Lorenz Attractor — chaotic 3D system with sensitive dependence on initial conditions:
\[\frac{dx_t}{dt} = \sigma(y_t - x_t), \qquad \frac{dy_t}{dt} = x_t(\rho - z_t) - y_t, \qquad \frac{dz_t}{dt} = x_t y_t - \beta z_t\]Twelve modes from different parameter triples $(\sigma, \rho, \beta)$ across 4 tasks. Sequence length 50, step size Δt = 0.01. This is the hardest synthetic benchmark: neighboring trajectories diverge exponentially, making mode identification from a short context window especially challenging.
Libras Movement — 2D hand-movement trajectories from 15 classes of Brazilian Sign Language (LIBRAS), captured via video at 45 frames per sequence. 5 tasks, 15 modes, 180 train / 180 test sequences. Modes correspond to distinct sign gestures with different spatial extents and trajectories.
Character Trajectories — 3-attribute stylus-pen trajectories (x position, y position, pen tip force) for 20 English characters, subsampled to length 109. 5 tasks, 20 modes, 1422 train / 1436 test sequences.
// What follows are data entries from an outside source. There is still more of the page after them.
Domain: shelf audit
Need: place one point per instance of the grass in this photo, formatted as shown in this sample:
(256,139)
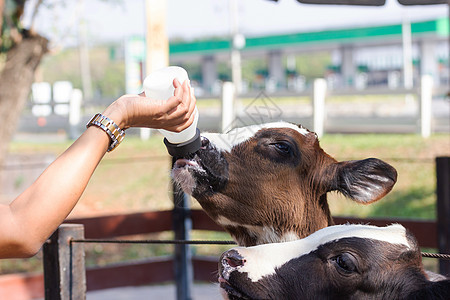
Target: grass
(135,177)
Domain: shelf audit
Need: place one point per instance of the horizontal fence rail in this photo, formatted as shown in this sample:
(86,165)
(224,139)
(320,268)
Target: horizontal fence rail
(430,234)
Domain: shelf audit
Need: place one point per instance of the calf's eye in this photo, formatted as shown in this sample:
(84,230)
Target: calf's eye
(345,262)
(283,148)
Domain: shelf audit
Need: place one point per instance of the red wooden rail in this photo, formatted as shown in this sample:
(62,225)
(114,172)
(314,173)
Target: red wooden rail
(159,270)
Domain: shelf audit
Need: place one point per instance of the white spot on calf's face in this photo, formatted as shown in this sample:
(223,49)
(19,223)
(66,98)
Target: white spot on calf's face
(225,142)
(263,260)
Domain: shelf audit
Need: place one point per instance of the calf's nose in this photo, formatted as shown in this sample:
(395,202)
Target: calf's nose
(232,259)
(205,142)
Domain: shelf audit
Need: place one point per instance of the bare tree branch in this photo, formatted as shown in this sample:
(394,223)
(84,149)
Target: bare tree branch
(35,11)
(2,7)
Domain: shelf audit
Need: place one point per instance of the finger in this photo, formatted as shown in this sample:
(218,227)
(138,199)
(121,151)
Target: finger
(176,83)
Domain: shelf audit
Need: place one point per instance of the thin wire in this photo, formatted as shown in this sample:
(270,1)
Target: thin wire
(436,255)
(176,242)
(203,242)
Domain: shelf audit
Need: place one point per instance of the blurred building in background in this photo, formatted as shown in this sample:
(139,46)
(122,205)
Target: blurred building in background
(359,57)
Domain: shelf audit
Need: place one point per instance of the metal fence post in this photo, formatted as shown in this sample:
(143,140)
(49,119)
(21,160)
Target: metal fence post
(182,225)
(64,268)
(443,210)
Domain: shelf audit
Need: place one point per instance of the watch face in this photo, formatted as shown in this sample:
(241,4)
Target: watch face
(115,134)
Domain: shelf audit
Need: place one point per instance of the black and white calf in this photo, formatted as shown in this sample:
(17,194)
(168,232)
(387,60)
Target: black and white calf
(269,183)
(337,262)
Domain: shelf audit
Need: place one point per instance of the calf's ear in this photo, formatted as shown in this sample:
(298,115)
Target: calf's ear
(364,181)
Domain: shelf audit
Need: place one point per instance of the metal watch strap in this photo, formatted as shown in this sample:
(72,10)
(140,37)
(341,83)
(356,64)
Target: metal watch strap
(114,132)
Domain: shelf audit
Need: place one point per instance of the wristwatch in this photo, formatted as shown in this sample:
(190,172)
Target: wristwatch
(106,124)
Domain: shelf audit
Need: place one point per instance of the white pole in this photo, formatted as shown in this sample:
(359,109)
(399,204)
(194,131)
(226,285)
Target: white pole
(407,54)
(426,96)
(75,113)
(236,72)
(228,113)
(319,95)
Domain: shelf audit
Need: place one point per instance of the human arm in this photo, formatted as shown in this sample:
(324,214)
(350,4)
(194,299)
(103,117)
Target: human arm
(31,218)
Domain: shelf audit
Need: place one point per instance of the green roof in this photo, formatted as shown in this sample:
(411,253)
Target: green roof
(438,27)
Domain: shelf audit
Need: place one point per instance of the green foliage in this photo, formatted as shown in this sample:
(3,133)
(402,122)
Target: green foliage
(107,73)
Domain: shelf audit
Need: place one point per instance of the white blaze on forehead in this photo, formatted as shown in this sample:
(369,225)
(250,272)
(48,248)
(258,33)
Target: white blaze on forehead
(227,141)
(262,260)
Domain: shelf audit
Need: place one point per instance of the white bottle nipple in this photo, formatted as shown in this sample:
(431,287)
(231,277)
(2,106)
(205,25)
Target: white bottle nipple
(159,86)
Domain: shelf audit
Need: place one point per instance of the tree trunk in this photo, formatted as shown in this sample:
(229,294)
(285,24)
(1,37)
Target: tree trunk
(16,79)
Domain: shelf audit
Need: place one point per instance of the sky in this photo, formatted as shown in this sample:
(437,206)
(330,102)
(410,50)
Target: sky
(115,20)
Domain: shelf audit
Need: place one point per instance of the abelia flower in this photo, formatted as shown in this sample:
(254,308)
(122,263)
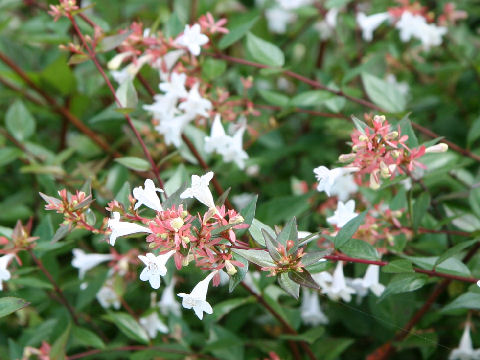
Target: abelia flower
(465,350)
(370,23)
(168,303)
(192,38)
(310,310)
(370,281)
(4,273)
(153,325)
(147,196)
(344,213)
(200,190)
(155,267)
(197,299)
(123,228)
(107,297)
(84,262)
(339,289)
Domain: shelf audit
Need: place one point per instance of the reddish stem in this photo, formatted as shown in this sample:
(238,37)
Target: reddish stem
(93,56)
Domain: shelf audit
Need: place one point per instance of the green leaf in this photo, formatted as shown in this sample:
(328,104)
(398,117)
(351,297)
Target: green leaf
(87,338)
(290,286)
(58,351)
(259,257)
(19,122)
(10,304)
(264,52)
(347,231)
(420,208)
(238,277)
(311,98)
(474,132)
(401,283)
(310,336)
(237,32)
(127,95)
(398,266)
(134,163)
(455,250)
(274,97)
(9,154)
(128,326)
(360,249)
(213,68)
(384,94)
(256,231)
(468,301)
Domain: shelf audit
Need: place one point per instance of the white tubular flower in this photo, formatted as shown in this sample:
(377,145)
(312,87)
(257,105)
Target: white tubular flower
(370,282)
(278,19)
(200,191)
(4,273)
(148,196)
(310,310)
(339,288)
(168,303)
(84,262)
(327,179)
(195,104)
(176,86)
(197,299)
(344,213)
(123,228)
(369,24)
(192,38)
(107,297)
(465,350)
(155,267)
(153,325)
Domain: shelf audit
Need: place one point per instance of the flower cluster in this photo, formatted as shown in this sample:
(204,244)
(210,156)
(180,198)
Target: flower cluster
(413,21)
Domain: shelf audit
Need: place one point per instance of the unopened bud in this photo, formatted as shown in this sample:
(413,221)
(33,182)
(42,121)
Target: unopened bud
(231,270)
(177,223)
(238,219)
(374,183)
(290,244)
(391,135)
(439,148)
(346,157)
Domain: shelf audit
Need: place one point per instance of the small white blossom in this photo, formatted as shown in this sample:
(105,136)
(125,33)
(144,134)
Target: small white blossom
(197,299)
(465,350)
(369,24)
(199,190)
(336,181)
(155,267)
(123,228)
(4,273)
(310,311)
(192,38)
(153,325)
(168,303)
(339,288)
(147,196)
(370,281)
(278,19)
(176,86)
(195,104)
(344,213)
(107,297)
(84,262)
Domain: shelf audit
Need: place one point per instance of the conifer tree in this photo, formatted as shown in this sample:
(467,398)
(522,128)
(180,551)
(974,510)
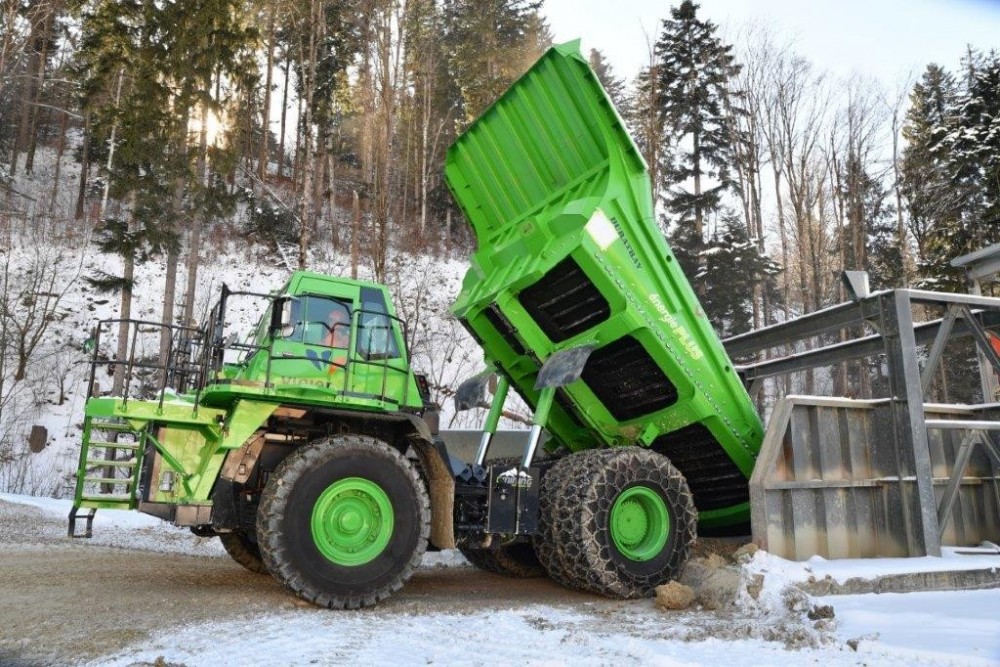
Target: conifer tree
(731,263)
(490,44)
(930,199)
(694,70)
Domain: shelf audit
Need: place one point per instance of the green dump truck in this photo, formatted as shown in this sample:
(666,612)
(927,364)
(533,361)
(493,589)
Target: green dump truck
(310,446)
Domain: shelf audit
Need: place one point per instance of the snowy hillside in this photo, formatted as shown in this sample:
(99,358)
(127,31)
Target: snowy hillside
(52,393)
(453,615)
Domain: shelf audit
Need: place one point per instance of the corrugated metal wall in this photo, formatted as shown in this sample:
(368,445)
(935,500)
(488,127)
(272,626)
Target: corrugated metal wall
(831,482)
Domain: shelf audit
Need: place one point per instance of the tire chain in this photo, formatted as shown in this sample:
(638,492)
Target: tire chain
(581,531)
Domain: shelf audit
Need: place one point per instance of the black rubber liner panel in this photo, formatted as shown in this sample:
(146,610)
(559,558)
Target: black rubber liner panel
(565,302)
(627,380)
(714,479)
(504,328)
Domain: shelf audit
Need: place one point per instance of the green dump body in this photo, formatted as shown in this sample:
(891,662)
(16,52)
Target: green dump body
(569,254)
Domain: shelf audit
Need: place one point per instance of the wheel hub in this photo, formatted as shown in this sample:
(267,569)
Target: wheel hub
(639,523)
(352,521)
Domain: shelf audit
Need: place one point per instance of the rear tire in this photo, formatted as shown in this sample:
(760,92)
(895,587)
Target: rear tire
(623,522)
(344,522)
(242,549)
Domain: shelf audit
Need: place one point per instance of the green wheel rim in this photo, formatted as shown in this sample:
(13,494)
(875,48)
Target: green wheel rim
(352,521)
(639,523)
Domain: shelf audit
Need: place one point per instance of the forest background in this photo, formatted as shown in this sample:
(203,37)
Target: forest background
(165,131)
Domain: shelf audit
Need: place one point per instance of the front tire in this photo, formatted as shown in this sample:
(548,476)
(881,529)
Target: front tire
(344,522)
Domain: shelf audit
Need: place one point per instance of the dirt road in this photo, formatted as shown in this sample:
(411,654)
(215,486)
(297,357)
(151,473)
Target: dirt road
(67,601)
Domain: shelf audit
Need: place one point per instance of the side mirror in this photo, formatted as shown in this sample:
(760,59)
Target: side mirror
(472,393)
(281,316)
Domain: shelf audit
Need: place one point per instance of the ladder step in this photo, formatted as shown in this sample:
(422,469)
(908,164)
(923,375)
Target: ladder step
(107,498)
(112,426)
(114,445)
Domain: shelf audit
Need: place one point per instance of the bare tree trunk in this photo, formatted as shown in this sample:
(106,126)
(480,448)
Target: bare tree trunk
(111,145)
(284,115)
(265,123)
(197,222)
(81,195)
(125,312)
(355,227)
(60,148)
(308,166)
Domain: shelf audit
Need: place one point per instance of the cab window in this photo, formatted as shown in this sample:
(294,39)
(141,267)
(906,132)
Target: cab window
(320,321)
(376,337)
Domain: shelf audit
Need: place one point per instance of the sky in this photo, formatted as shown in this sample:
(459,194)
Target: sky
(888,39)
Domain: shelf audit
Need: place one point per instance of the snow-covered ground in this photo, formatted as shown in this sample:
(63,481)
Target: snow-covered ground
(949,628)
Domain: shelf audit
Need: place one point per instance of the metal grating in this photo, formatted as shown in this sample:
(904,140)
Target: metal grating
(627,380)
(565,302)
(504,328)
(713,478)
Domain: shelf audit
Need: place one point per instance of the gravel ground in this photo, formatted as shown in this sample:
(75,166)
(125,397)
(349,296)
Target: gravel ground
(70,601)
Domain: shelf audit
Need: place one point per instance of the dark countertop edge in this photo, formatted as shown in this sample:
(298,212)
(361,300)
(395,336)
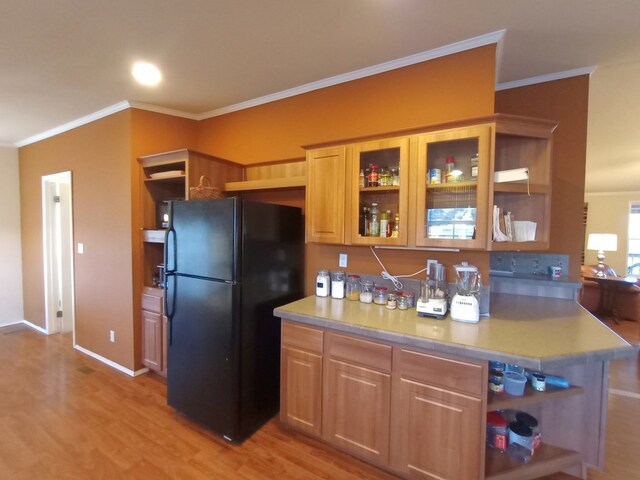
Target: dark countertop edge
(532,363)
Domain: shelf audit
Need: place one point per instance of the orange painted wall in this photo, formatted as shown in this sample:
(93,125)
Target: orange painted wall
(98,156)
(566,101)
(448,88)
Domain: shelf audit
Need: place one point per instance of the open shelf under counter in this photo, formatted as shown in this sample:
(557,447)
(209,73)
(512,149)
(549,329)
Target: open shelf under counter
(153,235)
(547,460)
(266,184)
(504,401)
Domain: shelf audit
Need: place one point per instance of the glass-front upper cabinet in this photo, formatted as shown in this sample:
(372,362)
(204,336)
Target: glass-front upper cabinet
(378,192)
(452,176)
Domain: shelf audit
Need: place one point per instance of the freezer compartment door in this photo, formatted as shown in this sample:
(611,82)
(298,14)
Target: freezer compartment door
(202,238)
(202,377)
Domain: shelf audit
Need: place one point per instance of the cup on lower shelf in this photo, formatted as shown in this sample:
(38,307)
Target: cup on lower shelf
(514,383)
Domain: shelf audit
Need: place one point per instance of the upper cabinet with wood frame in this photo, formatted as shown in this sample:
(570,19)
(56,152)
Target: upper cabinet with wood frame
(325,195)
(387,163)
(433,209)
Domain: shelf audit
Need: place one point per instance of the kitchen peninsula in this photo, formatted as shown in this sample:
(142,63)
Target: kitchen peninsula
(410,395)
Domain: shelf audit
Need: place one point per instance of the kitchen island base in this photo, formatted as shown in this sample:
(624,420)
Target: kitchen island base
(420,412)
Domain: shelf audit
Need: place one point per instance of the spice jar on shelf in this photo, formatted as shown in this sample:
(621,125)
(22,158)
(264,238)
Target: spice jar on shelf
(353,287)
(380,295)
(337,284)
The most challenging real-world dataset: 20 distinct character shapes with shared stroke primitives require fine-grained mode discrimination.
Dataset summary:
| Type | Dataset | Tasks | Modes | Seq. Length | Attributes |
|---|---|---|---|---|---|
| Synthetic | Sine Waves | 5 | 15 | 15 | 1 |
| Synthetic | Lotka-Volterra | 4 | 8 | 25 | 2 |
| Synthetic | Lorenz Attractor | 4 | 12 | 50 | 3 |
| Real-world | Libras | 5 | 15 | 45 | 2 |
| Real-world | Character Trajectories | 5 | 20 | 109 | 3 |
Quantitative Results
Metrics: AUC of NMSE and NLL plotted against tasks learned, averaged over 10 repetitions. Lower is better for both.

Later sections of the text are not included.